Abraham Ángel (1905-1924), originario de El Oro, Estado de México, pertenece a este
grupo de artistas que murió sin haber vivido, cuya obra nunca fue a pesar de haber sido en
unas cuantas pinturas. Legado suficiente para que se hayan escrito numerosas páginas a
propósito de una estética como pretexto para indagar en los amoríos del autor en que parece
que reside una parte del interés. Dentro de la agitada existencia de Abraham Ángel, la relación
con el pintor Manuel Rodríguez Lozano (1891-1971) fue decisiva. Ejerce de maestro para que
el artista adolescente depure la primera influencia de Best Maugard, pero sobre todo lo
convierte en su amante. Esta relación lo introduce en el incipiente núcleo de artistas
revolucionarios integrado por José Clemente Orozco, Fermín Revueltas, Diego Rivera, David
Alfaro Siqueiros. Abraham Ángel, también interesado en al arte naïf, pintó dos decenas de
cuadros, sobresalen retratos y paisajes entre los que se encuentran Concepción (1921), La
bañadora (1922), Retrato de Manuel Rodríguez Lozano (1922), Tepito (1923), La mesera (1923), Retrato de Hugo Tighman (1924).

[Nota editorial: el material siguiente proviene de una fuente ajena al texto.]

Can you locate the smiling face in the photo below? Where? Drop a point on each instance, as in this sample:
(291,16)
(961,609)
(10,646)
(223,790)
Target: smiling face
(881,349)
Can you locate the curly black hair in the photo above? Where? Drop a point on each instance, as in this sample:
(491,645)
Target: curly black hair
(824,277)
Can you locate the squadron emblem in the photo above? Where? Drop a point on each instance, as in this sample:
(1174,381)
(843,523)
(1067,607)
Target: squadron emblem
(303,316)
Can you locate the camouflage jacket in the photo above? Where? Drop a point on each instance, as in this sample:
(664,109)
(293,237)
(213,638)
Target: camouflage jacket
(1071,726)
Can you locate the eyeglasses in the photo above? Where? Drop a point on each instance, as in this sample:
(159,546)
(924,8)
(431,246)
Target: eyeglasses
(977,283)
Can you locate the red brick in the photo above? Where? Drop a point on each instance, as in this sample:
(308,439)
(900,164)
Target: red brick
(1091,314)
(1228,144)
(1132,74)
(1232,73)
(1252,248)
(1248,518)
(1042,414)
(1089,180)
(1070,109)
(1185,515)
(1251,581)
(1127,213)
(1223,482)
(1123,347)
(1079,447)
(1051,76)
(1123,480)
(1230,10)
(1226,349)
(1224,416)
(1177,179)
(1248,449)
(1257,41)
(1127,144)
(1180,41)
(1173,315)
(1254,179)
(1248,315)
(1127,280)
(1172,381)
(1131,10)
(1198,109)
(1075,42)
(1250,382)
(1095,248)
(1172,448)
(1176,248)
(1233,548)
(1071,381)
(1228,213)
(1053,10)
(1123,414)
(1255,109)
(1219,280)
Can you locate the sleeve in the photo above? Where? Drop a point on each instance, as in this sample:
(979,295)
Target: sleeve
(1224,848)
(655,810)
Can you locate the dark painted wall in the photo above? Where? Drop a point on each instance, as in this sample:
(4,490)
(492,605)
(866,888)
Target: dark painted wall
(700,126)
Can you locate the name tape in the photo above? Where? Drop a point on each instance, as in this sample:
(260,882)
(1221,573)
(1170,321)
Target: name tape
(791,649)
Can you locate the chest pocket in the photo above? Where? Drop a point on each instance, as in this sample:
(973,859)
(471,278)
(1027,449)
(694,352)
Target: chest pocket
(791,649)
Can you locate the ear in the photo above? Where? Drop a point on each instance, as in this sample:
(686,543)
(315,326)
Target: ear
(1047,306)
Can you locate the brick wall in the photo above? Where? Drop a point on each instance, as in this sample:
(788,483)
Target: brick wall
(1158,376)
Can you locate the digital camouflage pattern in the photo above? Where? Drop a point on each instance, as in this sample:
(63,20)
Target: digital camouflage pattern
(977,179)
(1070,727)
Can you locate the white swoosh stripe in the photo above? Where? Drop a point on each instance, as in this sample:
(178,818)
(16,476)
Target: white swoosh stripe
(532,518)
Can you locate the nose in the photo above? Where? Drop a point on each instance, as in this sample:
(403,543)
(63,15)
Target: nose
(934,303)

Abraham Ángel murió el 27 de octubre de 1924 en la Ciudad de México a causa de una
sobredosis de cocaína. El aparente suicidio se produce después de su ruptura con Rodríguez
Lozano. Su vida ha sido comparada con la de Rimbaud lo que se antoja fuera de proporción.
El poeta de Une saison en enfer revolucionó la poesía mientras la pintura de Abraham Ángel
comenzaba a adherirse a la estética revolucionaria impulsada por el muralismo. Un buen pintor
pero todavía no un pintor excelente o inmortal. Las circunstancias de su muerte
conmocionaron a círculos artísticos e intelectuales de México que reaccionaron a favor de su
recuerdo con el pretexto de su pintura. La muerte y no la pintura le entregó ese boleto siempre
fortuito a la posteridad.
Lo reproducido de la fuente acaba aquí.